Starring: Leslie Odom Jr, Cynthia Erivo, Orlando Bloom, Frieda Pinto, and Jadyn Wong.
Directed By: John Ridley
Where I Watched It: Amazon
English Audio Description Available?: No.
The plot: A man (Odom Jr) seems perfectly happy with his life, especially the love he has with his partner (Erivo). But, in this world, time travel exists, and you can go back in time and alter your past to change your future. However, others can do this as well. And the smallest changes can have the biggest consequences.
What Works: John Ridley adapts what really is a terrific concept off a short story, and allows many of his scenes and moments to just sit. Just allow the actors to treat this science fiction like real life, and approach it as much as possible from a dramatic perspective.
There is something about the simplicity, how the drama sits in some of the smallest changes, like whether a character has a cat or a dog for a pet. Some of those “butterfly flaps its wings” moments work really well. And, John Ridley did assemble a strong cast.

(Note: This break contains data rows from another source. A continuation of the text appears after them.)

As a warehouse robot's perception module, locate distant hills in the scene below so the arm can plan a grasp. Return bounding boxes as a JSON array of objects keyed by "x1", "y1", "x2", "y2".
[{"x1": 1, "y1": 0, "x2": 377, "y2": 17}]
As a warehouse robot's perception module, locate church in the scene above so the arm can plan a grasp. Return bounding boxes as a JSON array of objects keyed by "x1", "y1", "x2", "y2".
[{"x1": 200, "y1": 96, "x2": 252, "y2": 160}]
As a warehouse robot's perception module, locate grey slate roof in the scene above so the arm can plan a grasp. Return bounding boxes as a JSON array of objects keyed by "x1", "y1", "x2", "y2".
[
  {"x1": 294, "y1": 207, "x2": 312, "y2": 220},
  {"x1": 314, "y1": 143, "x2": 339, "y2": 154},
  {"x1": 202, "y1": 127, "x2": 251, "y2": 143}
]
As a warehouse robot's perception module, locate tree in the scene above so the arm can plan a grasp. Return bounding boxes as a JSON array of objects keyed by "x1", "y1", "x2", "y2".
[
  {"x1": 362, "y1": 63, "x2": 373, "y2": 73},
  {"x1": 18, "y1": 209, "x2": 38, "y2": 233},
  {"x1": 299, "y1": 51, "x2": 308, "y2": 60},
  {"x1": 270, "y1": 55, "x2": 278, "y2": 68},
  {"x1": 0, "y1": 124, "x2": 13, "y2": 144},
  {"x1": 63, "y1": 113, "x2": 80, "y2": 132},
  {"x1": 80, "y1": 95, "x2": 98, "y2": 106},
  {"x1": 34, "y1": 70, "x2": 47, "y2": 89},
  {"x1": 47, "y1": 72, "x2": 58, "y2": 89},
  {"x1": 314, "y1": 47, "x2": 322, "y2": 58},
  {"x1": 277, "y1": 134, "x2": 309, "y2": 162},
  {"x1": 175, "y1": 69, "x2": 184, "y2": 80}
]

I think I’m caught up in the concept of the film, just the elevator pitch, and I’m so in love with how the seed is planted, that I’m overlooking a lot with regards to what actually happens. Not that I needed a science fiction epic, but at times, it, well…

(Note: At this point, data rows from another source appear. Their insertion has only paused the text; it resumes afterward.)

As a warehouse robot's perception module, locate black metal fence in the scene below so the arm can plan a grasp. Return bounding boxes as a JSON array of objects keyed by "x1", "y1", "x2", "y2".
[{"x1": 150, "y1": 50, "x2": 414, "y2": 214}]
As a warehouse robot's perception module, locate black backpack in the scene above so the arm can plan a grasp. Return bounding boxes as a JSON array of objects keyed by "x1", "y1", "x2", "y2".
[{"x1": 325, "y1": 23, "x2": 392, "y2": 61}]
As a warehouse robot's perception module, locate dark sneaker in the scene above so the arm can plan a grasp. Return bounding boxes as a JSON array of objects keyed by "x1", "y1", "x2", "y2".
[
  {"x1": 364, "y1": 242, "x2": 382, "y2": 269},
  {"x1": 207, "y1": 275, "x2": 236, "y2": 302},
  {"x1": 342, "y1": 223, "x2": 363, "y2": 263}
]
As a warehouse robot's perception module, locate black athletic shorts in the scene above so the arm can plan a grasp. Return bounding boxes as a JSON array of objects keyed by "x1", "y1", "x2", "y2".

What Doesn’t Work: Make sense? There are things and concepts introduced in the film that Ridley does nothing with, and his futility ruins the film. For instance, there’s a fleeting mention of “time crimes”, like there’s a way to report a time crime done to you, but the actual way you would do that is never explained.
And based on all the choices the film lays out to make this film seem like a sci-fi epic, it would seem nearly impossible to ever prosecute a time crime. Who is monitoring? If memories can’t be reliably stored, how would anyone ever know to report a time crime? If this entire plot point can’t be explained, why is it ever introduced?
While Needle In A Time Stack does nice intimate dramatic work, and asks some really important questions about catalysts for events, and how sometimes just one small decision can change your entire life, but it fails in every time it tries to explain the science behind the film.
There’s a time crime unit. A court system? police force? Branch of government? There are these ripple effects, and sometimes people can remember a foggy version of a memory that someone else can’t. This is brought up when one character remembers having a dog instead of a cat, but the person he’s a foot away from, who would have been impacted at the exact same time has no idea what he’s talking about. Why one person can retain memory for a few minutes and others can’t is never explained.
There’s a solid team assembled here, and they mostly showed up. The original concept of this project should have.
The Blind Perspective: I think I mostly followed it, though I’m sure I missed something, and the moments where nothing is happening, no audio description or dialogue, make it harder for me to piece the film together. I followed it, but I can understand if you hard pass.
Final Thoughts: A fantastic elevator pitch or logline, that either works in a much larger and expanded universe, and we need to understand the film in a way probably better suited to a series format.